Exploring Potential Influencers of Math Student Performance

Introduction

This project dives deep into a dataset named from the UCI Machine Learning Repository, which contains data on student performance in math programs at two Portuguese secondary schools. The data was collected using school reports and student questionaires and features academic, personal, and social aspects of a student’s life.

Why Is This Interesting?

This dataset is interesting because it shows how multiple aspects of a student’s life correlate to their scores in school.
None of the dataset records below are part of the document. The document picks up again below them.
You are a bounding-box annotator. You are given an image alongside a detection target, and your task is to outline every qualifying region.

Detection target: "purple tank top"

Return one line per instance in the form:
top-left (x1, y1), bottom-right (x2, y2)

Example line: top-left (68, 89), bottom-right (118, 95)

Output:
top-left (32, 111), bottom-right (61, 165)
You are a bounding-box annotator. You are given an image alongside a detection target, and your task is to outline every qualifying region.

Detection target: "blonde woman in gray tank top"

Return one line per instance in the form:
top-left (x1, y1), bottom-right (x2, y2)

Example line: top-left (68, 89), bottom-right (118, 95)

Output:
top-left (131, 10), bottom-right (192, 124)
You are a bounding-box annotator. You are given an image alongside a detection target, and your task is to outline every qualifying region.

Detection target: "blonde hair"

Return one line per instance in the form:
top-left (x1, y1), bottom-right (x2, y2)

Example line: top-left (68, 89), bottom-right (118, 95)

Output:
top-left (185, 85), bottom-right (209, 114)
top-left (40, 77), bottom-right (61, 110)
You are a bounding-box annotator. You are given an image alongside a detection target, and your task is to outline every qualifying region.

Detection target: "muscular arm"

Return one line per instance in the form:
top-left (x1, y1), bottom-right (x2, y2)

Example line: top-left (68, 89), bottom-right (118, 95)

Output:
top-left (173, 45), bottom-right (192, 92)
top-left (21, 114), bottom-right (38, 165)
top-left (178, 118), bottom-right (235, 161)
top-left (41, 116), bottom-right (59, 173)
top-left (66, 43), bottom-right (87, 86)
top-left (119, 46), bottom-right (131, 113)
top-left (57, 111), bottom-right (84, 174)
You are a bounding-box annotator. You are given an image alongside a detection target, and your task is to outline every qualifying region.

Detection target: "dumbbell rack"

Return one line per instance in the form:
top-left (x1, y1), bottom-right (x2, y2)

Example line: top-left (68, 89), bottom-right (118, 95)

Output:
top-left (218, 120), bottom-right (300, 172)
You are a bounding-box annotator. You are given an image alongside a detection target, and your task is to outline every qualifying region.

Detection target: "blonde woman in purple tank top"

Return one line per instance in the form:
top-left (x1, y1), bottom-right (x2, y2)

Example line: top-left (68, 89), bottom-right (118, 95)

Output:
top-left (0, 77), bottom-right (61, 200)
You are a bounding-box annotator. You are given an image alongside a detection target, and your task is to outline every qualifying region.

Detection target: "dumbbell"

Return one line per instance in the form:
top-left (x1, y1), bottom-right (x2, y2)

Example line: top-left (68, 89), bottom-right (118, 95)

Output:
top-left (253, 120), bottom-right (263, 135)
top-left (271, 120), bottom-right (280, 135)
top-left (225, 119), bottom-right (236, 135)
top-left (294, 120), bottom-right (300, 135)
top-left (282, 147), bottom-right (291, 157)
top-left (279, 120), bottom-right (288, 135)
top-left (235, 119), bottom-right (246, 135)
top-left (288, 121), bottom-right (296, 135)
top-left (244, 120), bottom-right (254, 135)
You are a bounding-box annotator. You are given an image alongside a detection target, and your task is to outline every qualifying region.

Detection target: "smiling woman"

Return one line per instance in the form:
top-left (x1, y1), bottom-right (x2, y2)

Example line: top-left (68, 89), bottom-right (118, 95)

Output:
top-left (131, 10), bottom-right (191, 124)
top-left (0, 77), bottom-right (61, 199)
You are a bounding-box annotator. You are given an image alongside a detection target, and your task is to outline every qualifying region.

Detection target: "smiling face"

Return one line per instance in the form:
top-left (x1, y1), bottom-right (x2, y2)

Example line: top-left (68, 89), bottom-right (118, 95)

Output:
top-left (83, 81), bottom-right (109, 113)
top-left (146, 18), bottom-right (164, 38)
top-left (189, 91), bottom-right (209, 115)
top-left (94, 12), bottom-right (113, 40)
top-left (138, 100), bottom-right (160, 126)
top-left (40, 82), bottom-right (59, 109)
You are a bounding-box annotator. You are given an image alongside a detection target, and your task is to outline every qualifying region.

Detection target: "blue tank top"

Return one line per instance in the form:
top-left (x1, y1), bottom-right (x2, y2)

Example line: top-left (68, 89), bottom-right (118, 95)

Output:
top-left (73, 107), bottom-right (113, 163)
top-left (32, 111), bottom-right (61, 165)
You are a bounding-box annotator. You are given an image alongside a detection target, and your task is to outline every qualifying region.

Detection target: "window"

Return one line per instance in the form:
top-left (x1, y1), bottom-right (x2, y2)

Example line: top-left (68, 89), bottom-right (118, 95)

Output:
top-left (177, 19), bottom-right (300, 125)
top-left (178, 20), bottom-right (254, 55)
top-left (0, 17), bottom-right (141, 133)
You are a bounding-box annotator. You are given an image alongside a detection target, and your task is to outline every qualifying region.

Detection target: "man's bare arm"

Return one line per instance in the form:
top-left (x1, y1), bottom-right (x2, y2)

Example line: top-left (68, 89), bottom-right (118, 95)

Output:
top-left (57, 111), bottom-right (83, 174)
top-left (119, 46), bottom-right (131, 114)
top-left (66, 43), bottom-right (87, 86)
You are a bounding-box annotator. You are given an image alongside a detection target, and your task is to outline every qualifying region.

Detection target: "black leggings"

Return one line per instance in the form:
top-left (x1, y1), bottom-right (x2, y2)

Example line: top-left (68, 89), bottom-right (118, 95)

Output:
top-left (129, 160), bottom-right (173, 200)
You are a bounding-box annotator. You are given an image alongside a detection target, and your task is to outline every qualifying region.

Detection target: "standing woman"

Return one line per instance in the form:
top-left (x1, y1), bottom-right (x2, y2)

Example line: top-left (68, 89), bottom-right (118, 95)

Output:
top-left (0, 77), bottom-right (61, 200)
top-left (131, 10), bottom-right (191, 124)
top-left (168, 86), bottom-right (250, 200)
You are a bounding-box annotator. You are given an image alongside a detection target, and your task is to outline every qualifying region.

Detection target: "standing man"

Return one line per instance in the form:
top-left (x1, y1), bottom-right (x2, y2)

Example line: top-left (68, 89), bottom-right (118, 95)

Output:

In addition, the features (G1, G2, G3) represent period 1-3 of a school year (similar to a midterm in the United States being period 1/2 and finals being 2/2.) This is interesting because you can see if a student’s score decreases over time (falling behind gradually due to external factors) or maintains a consistent grade throughout the year- these features also allow a ML model to predict G3 based off G1, G2, and the other external factors.

Objective

Our goal is to determine factors that have the most significant impact on student performance in the math program. In addition, we hope to discover factors which may seem influential based on intuition but prove otherwise after analyzing the data.

Categories Analyzed

Logistics & School Choice

  • traveltime — Home to school travel time (1 to 4 scale)
  • reason — Reason for choosing the school (home, reputation, course, other)

School & Demographics

  • Do students from different schools (GP vs MS) show significant differences in final performance (G3)?
  • Is there an interaction between romantic relationships and gender on academic performance?

Family Background

  • Do students with higher parental education (Medu/Fedu) perform better in math?
  • Does having family support at home (famsup) help students perform better in school?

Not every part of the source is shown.